Parroquia Santiago de Pardesoa
Parroquia de Santiago de Pardesoa
In this parish there are remains of the dolmen culture on Mount Costoia, one of the highest peaks in the municipality. A stone idol and a polished stone “machadiña” were found there. Near Costoia are the remains of an ancient icehouse linked to the Mosteiro de Aciveiro.
The first known documentary references to the parish date back to 1246, the year in which a knight called García Peláez donated several heirlooms in Parada, Barcia and Pardesoa to the monastery of Aciveiro.
The temple of Pardesoa conserves its original body, from the end of the 15th century, but it underwent several alterations, including one in 1625, carried out by the masters Xoán de Cadavide and Bartolomé Piñeiro, who worked on the main chapel and the sacristy, and a later revision carried out by Pedro de Barro and Andrés García. The current façade dates from 1822 and was built by the parish’s own masters.

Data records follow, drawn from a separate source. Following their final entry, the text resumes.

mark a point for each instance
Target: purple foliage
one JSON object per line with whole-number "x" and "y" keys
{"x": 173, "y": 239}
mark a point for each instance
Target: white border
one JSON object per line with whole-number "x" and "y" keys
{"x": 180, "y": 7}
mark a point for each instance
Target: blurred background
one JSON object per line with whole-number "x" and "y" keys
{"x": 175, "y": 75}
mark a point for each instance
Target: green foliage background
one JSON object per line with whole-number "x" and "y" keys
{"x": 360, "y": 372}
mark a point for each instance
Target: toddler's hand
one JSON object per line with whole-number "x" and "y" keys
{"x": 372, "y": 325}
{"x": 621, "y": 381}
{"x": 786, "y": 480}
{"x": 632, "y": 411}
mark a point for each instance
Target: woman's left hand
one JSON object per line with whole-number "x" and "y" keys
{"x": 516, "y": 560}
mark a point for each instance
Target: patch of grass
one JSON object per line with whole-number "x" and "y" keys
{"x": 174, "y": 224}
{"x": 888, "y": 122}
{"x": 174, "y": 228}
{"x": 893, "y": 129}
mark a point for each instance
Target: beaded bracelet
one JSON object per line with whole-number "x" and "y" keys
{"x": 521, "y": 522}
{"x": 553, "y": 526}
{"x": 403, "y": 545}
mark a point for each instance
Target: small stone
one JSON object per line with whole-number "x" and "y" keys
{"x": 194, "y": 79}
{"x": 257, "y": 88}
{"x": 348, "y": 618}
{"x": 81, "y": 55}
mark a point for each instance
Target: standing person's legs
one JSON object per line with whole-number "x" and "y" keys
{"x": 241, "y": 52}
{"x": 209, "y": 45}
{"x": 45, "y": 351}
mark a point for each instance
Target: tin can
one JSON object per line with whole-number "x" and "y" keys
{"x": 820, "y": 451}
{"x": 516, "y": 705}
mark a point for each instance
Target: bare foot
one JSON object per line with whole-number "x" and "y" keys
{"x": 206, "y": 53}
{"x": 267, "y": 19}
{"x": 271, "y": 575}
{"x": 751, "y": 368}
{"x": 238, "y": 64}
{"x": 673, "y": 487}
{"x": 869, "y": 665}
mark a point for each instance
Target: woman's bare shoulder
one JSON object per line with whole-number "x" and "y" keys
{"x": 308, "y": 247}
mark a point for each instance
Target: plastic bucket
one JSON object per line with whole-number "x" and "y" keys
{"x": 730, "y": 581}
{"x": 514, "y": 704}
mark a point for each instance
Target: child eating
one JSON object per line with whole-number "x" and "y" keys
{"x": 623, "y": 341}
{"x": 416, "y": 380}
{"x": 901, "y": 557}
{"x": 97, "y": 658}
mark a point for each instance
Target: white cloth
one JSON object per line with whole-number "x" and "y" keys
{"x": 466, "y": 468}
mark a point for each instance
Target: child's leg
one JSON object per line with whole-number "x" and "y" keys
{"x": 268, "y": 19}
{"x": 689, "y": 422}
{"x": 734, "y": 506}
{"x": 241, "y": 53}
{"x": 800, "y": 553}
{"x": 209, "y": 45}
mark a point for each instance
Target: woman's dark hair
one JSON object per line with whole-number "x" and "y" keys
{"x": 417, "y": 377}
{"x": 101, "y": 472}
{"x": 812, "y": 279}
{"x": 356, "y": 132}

It consists of three sections: the first, with the lintelled doorway above which there is a small circular window and a fornix with the image of the Virgin; the second, with two raised arches that house two bells, and the third, a small pediment with undulating lines and finished with three pinnacles.
In addition to the parish church, this parish has two chapels, one in San Marcos, from the 17th century, and another in Fixó, from the 18th century, as well as a large number of transepts.
Here, in the first third of the 16th century, Diego de Caña was born, one of the best pipers of this land, from which so many unique bagpipe artists emerged to make the pilgrimages of Montes one of the most famous.